The actual history is more complex. In fact, the Red Army had been crippled by purges of their leadership prior to the war, and it took them a couple of years to identify/train/promote enough competent leaders to actually quit fighting the way they are accused of fighting the whole war. By 1944, they were essentially a modern military fighting the way that their contemporaries did.

Similarly, the Germans were perpetually undermanned and underequipped, and often made poor strategic and tactical choices- some were Hitler’s, and others were the generals’.

But it was to the West’s advantage during the Cold War to portray their adversaries as incompetent, so that’s what happened.

(I’m more or less paraphrasing David Glantz above)

A) it’s still off topic – this is not a defense of the original (or Trump’s) claim

B) there’s a difference between information suppression and the kind of CTs people are throwing out about the lab. So even if we are going back over 70 years (and a lot of countries don’t look good if we do that) it’s also not providing data to support the claims.
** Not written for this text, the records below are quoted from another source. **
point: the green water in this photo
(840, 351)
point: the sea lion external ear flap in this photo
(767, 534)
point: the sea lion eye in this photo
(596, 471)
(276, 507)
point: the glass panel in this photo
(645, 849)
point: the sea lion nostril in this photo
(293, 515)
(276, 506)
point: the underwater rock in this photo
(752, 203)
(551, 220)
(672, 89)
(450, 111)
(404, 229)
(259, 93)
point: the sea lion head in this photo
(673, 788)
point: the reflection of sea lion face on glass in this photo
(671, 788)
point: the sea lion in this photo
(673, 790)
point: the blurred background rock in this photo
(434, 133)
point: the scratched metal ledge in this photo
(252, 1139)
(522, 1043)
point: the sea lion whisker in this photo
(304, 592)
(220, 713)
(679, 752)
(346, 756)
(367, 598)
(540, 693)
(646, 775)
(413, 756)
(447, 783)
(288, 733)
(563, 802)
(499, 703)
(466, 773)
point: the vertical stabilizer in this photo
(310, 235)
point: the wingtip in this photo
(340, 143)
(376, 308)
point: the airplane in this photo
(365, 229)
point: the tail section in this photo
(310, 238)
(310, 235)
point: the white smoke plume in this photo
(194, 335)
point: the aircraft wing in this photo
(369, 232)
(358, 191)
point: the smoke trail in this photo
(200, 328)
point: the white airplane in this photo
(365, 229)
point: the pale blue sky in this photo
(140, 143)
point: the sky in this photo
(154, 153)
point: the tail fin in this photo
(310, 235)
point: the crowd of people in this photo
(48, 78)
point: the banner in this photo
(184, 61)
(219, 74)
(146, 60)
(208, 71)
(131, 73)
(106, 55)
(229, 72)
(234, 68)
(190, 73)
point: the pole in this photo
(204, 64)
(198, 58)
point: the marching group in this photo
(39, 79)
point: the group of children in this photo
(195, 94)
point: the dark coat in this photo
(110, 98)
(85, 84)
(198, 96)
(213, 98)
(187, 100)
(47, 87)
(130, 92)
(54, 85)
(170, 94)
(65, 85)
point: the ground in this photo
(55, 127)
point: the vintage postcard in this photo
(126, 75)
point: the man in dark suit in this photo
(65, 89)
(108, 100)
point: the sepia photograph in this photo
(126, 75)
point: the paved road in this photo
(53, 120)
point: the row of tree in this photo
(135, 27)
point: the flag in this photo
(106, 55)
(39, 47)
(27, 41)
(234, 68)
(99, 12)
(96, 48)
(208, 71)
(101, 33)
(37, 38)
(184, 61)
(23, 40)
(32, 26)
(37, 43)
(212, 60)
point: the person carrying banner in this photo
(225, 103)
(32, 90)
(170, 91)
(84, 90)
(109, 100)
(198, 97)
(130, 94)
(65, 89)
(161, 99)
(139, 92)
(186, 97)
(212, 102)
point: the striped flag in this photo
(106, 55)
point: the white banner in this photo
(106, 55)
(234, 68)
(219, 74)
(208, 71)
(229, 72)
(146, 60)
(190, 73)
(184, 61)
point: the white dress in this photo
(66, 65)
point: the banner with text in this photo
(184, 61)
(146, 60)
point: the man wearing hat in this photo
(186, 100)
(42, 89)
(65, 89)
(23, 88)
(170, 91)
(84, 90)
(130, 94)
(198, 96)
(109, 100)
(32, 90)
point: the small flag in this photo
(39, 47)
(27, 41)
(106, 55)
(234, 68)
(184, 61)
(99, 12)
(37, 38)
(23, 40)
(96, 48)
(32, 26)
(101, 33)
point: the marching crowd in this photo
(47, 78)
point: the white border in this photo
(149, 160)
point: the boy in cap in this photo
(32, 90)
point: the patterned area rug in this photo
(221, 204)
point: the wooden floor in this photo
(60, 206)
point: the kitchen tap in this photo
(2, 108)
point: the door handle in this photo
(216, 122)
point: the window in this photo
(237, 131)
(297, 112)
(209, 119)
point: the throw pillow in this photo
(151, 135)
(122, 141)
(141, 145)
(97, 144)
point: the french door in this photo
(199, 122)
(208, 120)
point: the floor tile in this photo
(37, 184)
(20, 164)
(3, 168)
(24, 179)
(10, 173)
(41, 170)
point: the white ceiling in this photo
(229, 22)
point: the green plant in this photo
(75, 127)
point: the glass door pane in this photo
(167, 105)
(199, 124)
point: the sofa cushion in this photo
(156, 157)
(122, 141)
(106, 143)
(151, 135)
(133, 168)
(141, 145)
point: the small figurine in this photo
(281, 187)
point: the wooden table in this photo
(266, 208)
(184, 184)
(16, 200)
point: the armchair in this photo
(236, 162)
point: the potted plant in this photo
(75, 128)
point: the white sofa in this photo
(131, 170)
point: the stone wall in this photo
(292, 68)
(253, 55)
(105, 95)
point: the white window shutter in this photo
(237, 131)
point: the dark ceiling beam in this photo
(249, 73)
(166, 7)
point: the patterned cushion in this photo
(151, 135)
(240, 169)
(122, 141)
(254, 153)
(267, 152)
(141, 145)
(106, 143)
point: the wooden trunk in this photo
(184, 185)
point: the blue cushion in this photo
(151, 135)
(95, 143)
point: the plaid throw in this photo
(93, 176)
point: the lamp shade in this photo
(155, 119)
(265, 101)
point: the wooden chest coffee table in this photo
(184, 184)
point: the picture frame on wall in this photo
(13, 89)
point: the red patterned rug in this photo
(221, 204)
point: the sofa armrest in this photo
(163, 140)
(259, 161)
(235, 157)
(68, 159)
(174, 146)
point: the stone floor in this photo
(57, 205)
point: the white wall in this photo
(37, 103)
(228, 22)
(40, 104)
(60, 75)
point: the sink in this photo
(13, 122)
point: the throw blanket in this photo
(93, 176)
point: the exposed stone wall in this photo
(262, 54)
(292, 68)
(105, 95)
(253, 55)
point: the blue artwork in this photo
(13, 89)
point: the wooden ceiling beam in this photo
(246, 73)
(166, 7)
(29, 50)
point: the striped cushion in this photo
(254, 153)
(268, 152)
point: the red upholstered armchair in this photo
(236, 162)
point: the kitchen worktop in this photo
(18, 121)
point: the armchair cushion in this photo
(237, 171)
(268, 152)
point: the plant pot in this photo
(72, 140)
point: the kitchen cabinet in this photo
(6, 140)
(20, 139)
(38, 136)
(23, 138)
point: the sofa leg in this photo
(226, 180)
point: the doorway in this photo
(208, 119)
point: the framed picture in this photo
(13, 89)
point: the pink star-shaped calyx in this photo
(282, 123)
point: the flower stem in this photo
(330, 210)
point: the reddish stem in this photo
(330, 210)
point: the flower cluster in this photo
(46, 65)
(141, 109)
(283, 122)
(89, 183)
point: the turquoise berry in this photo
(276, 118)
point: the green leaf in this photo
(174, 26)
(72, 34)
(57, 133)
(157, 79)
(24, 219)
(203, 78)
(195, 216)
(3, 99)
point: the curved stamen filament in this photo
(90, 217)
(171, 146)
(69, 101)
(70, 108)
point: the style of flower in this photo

I can find you links that say anything on the web. Here’s the same site contradicting you:

Show me an article on pubmed supporting the claim stress causes ulcers.

If you’d bothered to read the first article I linked, you would have discovered that you are talking only about peptic ulcers, but there are other kinds of ulcers.

WWI guilt. After the First World War, there were MANY arguments over how the war got stated and who was REALLY guilty. Odious conspiracy theories abounded. So the history that “The Kaiser and his clique started the war” was considered to be bs history.

My memory may be faulty, but I believe that Barbara Tuchman (The Guns of August) wrote how seductive some of the more scholarly theories were - until she went to the primary sources and determined to her satisfaction that there was one side consistently preparing, planning, and creating the conditions for a European war. The other sides, not so much. She also mentioned knowing about the allied propaganda for “poor Belgium”, but then going into the graveyards in Belgium and seeing the headstones from that time…

The whole “Hard shelled Tacos/Nachos aren’t authentic” meme is something that kicks around to this very day, plenty of Buzzfeed articles feature paid Mexican actors looking at a hard shelled taco and acting like it’s something that their minds can’t even comprehend.

But hard shelled Tacos and nachos have existed in various Mexican cultures ever since the tostada was invented. They weren’t what Taco Bell serve, but they’re close enough that it’s not a massive logical leap to look at a tostada with chicken and melted cheese and then look at a plate of nachos.